Adding zero (of either sign) has no effect on denormals in an IEEE-754 system. -0.0 and signaling NaNs are the only values which are effected.

tlb · on March 11, 2012

It can if you set the DAZ (denormals are zero) flag on the Pentium. I don't know if the C & IEEE-754 standards require the optimizer to preserve semantics in that case, but I can see why compiler writers would stay clear of such an optimization.

stephencanon · on March 11, 2012

Neither the C standard nor IEEE-754 specify anything about floating-point operations in non-standard modes like DAZ or FZ. (Nor do they require that support for signaling NaNs be implemented). The behavior of -0.0 suffices to block the optimization under strict fp modes, however.

mturmon · on March 12, 2012

I think you might have missed something in the OP.

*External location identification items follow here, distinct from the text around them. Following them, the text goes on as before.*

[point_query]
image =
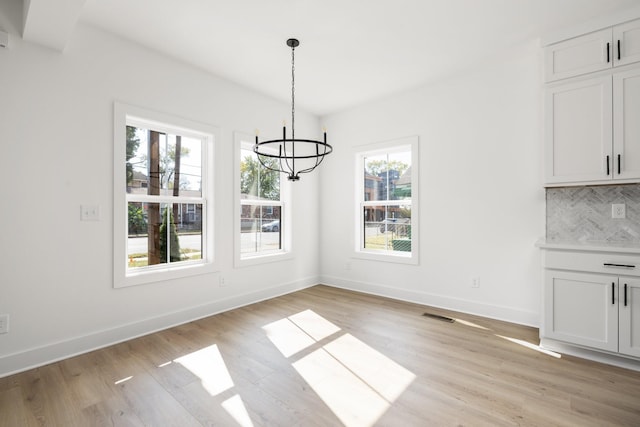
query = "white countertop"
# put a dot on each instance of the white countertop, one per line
(597, 246)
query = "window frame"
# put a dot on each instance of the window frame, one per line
(243, 140)
(410, 144)
(129, 115)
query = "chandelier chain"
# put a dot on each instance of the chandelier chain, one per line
(293, 93)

I got the impression that the "+ 0.1" was enough to raise the value of the floating point number being operated on, so that it was not denormalized.

So, the "+ 0.1" version was faster because the numbers it generated were not denormalized. It had nothing to do with the special properties of 0 versus 0.1f (a float).

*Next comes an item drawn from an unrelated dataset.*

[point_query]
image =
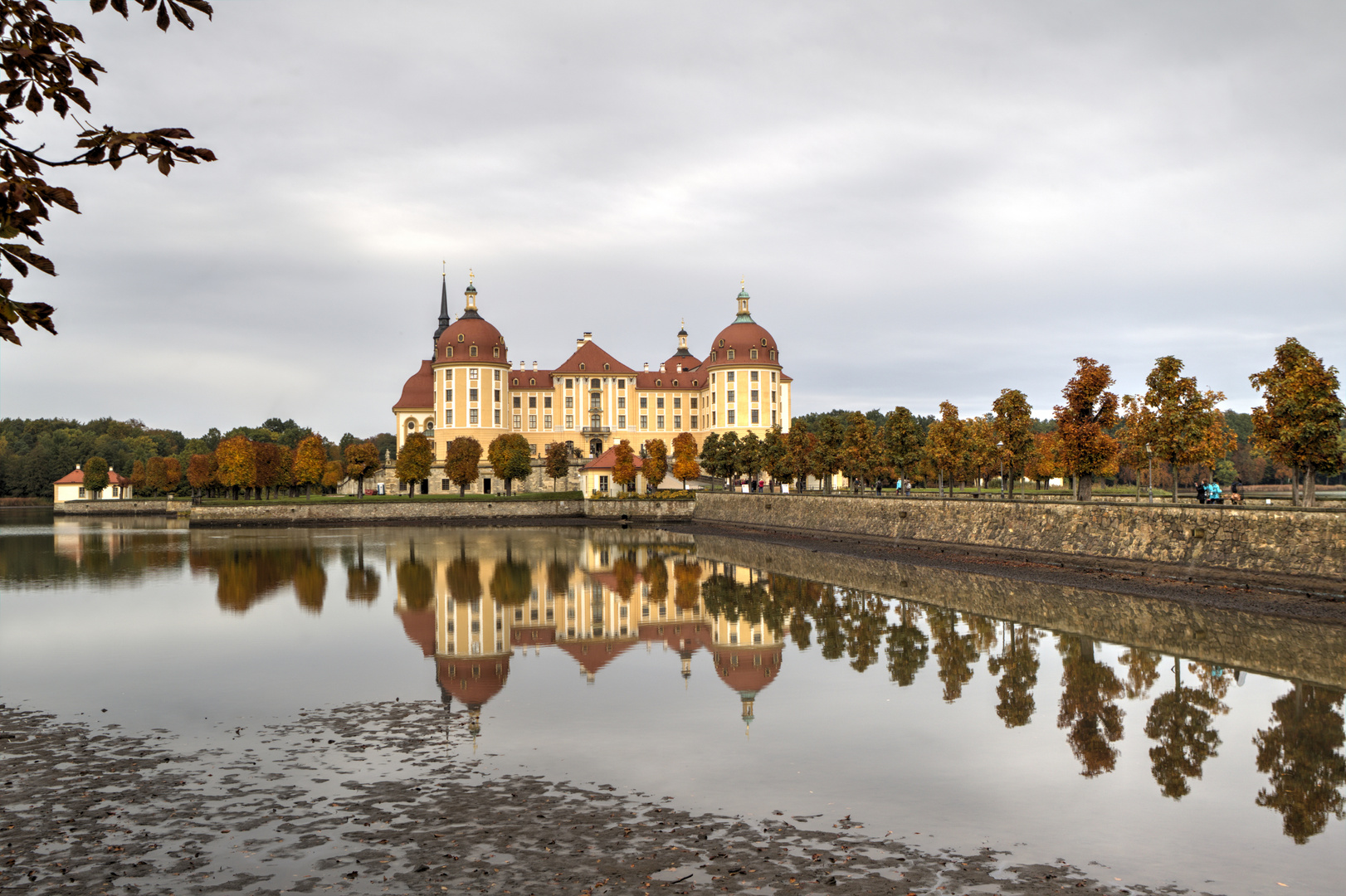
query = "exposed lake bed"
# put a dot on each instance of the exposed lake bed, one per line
(958, 713)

Neither of the two explanations on the SO post made any assumption about the "theoretical optimizing compiler" that you mention, right?

malingo · on March 11, 2012

This is a good opportunity for me to re-read http://docs.oracle.com/cd/E19957-01/806-3568/ncg_goldberg.ht...

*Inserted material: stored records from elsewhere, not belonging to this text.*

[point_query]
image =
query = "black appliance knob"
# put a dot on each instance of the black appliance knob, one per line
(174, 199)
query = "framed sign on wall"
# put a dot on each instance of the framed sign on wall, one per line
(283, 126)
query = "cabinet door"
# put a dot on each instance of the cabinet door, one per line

sharkbot · on March 12, 2012

Interesting discussion. Definitely something for the Lua programmers to keep in mind, as the default number implementation type is a C double. I did a quick test on my ancient MacBook, and the translation of the C++ code into Lua showed a slowdown for the denormalized case, although not as dramatic as the original problem (note: I changed the iteration count from 9,000,000 to 900,000 because the original count took way too long).

watmough · on March 11, 2012

Wow, I wonder how many mysterious performance problems can be traced to things like this?

krst · on March 13, 2012

A lot fewer than you'd like to think.

yread · on March 11, 2012

Yes, floating point is scary. I always try to stick with integers/fixed points if at all possible. Especially, if there is a loop with addition. That can eat 1 bit of precision per iteration if you're unlucky

pyre · on March 11, 2012

I'm curious why no one has a good answer for the comments questioning why the compiler doesn't optimize out the +0/-0 instead of converting it to a floating-point, which triggers this issue.

jedbrown · on March 11, 2012

The conversion is optimized out by gcc-4.6 at all positive optimization levels, the addition is optimized at -O2 and above. But the slowness is caused by the algorithms being different, with one producing denormals while the other stays reasonable.

chrisaycock · on March 11, 2012

@Mystical answers in the comment section:

Now that I look at the assembly, not even + 0.0f gets optimized out. If I had to guess, it could be that + 0.0f would have side-effects if y[i] happened to be a signalling NaN or something.

onedognight · on March 11, 2012

Consider this:

  x += 0.0;

If x = -0.0 (yes, zero has a sign) then adding 0.0 gives 0.0, so it can have an effect and optimizing it away is wrong and generally only allowed with -ffast-math.

jimmybot · on March 11, 2012

What's an example of 0 having a sign being useful?

stephencanon · on March 11, 2012

If you're seriously interested, read Kahan's "Branch Cuts for Complex Elementary Functions (or: Much Ado About Nothing's Sign Bit)".

TLDR: there are some classes of problems for which the sign bit of zero preserves enough important information to get an accurate solution to a problem that would not be possible if you only had an unsigned zero. These happen to turn up in certain types of conformal mappings that are useful for solving certain PDEs.

lelf · on March 11, 2012

1/(0-0) = -∞, 1/(0+0) = ∞

stephencanon · on March 11, 2012

Actually, (0-0) evaluates to +0 in the default rounding mode, so both of those expressions will typically return +∞.

1/-0 will give you -∞, of course.

lelf · on March 12, 2012

Well, I meant it as in math notation, not in C.

(Strictly speaking, 1/0 in C is kaboom! (undefined behaviour))

FigBug · on March 11, 2012

It's not the +0/-0 that causes the issue, it's the repeated dividing.